Wie is toch die geheimzinnige man, die al jarenlang in dezelfde hotelkamer woont, zichzelf stipt één maal per week een shot heroïne toedient, uiterst zwijgzaam is en wiens enige activiteit erin lijkt te bestaan om regelmatig grote koffers met geld naar een bank te brengen ? Hotelbediende Sofia probeert deel uit te maken van de mysterieuze leefwereld van haar hotelgast. Pas in het laatste halfuur geeft LE CONSEQUENZE DELL'AMORE (Paolo Sorrentino, 2004) zijn geheimen prijs. Een zeer intrigerende en unieke karakterstudie en zeker één van de meest originele gangsterfilms die ik ooit zag. Een film die je langzaam bekruipt en maar moeilijk loslaat.

De neo-realistische en semi-documentaire werkwijze van de gebroeders Dardenne is ondertussen genoegzaam bekend en daardoor biedt L'ENFANT (2005) qua stijl weinig of geen verrassingen.

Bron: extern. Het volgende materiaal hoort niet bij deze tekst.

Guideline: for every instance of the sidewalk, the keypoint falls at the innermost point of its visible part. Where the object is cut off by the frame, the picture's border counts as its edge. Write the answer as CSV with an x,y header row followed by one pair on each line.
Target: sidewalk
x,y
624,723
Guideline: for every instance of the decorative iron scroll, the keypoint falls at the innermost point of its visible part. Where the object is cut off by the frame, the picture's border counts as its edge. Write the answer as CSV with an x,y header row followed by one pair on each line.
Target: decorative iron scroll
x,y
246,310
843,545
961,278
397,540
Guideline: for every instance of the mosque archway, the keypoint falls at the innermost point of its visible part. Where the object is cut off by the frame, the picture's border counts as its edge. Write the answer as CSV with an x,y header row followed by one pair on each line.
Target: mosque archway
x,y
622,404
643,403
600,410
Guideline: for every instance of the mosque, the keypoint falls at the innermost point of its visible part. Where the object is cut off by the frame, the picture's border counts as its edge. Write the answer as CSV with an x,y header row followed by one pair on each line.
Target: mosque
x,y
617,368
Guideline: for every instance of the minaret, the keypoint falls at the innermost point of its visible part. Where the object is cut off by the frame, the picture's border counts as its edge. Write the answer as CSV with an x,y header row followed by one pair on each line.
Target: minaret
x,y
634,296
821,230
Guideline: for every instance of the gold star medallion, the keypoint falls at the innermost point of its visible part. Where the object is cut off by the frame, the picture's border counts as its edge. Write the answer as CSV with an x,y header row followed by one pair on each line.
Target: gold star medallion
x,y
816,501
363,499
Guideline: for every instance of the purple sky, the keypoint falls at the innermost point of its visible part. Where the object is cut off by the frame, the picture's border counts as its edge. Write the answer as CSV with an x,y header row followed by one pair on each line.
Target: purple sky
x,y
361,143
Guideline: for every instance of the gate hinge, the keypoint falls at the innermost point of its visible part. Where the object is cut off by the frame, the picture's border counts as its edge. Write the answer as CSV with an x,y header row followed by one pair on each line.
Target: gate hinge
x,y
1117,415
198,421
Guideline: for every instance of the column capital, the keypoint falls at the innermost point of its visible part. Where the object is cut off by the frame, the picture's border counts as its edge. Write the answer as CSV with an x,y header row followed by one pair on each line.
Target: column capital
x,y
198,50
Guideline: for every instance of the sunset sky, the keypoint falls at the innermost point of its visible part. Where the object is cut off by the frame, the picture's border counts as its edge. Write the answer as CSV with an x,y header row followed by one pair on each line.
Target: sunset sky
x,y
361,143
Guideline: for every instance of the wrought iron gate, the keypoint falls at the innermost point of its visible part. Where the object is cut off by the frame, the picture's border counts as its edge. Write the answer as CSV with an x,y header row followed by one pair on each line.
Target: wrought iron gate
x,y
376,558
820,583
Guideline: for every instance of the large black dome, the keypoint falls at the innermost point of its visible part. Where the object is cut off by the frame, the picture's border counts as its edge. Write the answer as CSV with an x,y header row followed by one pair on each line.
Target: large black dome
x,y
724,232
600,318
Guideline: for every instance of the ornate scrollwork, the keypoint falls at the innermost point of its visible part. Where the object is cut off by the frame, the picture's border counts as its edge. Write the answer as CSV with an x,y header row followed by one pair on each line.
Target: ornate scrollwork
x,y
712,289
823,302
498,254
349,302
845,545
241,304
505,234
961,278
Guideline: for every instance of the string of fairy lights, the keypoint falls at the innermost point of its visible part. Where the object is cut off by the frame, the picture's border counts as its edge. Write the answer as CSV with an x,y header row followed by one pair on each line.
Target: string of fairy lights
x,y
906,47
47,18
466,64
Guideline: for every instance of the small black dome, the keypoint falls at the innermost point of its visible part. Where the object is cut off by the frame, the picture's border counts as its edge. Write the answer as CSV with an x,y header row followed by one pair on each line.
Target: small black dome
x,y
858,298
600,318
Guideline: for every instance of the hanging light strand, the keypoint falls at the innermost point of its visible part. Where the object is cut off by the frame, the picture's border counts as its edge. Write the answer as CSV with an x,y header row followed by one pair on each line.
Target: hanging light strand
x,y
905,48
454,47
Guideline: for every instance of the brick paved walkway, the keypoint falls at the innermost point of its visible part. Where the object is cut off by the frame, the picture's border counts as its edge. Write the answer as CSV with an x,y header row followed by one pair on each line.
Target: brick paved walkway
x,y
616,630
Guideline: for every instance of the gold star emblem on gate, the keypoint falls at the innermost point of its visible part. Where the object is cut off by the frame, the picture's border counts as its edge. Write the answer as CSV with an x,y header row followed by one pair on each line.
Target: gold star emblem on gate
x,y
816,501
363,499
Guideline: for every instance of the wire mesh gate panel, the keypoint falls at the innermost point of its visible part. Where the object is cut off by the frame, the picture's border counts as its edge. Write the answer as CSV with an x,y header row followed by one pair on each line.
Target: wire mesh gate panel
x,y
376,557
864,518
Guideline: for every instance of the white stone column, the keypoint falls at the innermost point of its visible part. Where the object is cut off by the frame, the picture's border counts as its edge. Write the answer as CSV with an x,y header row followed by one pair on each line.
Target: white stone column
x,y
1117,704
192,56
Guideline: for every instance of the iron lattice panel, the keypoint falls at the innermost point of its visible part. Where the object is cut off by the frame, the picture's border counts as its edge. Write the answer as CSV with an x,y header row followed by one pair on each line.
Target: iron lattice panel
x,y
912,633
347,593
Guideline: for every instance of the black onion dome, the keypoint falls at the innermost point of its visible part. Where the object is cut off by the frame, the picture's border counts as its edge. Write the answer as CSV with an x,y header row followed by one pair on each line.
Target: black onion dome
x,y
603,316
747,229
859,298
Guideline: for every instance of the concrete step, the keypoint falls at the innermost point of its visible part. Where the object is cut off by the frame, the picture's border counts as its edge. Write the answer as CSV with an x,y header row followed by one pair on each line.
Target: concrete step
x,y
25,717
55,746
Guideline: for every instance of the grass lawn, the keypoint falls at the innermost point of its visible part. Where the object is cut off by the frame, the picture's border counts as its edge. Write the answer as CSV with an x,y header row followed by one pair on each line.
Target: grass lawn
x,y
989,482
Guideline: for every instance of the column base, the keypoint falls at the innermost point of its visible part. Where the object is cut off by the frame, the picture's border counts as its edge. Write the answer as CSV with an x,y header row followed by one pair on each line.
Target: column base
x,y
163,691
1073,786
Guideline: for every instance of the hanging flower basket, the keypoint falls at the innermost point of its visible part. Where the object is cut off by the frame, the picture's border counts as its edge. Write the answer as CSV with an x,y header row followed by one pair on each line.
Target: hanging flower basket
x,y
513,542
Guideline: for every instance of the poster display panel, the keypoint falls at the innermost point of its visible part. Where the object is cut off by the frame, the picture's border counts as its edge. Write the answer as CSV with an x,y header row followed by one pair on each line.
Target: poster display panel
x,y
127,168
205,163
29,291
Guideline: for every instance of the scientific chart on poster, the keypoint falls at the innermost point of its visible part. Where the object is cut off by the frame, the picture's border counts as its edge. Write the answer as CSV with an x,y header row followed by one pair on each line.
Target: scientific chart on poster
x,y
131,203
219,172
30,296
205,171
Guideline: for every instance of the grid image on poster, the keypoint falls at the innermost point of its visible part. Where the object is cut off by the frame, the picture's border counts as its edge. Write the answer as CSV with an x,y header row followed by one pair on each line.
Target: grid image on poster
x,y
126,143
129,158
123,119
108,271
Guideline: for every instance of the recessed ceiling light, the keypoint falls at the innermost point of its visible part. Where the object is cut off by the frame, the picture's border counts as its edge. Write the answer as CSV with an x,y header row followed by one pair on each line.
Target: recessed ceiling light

De jonge Sonia krijgt een kind. De vader is Bruno, een jonge sjoemelaar en kleine crimineel. Buiten het weten van Sonia om tracht Bruno een slaatje te slaan uit de baby en biedt hem voor illegale adoptie aan. Wanneer Sonia dit hoort, stort ze in. Het is aan Bruno om te trachten zijn misstappen recht te zetten. Dardenne-habitué Jérémie Renier acteert uitstekend. Goed voor de Gouden Palm op het filmfestival van Cannes in 2005 maar in mijn ogen zeker niet de beste Dardenne.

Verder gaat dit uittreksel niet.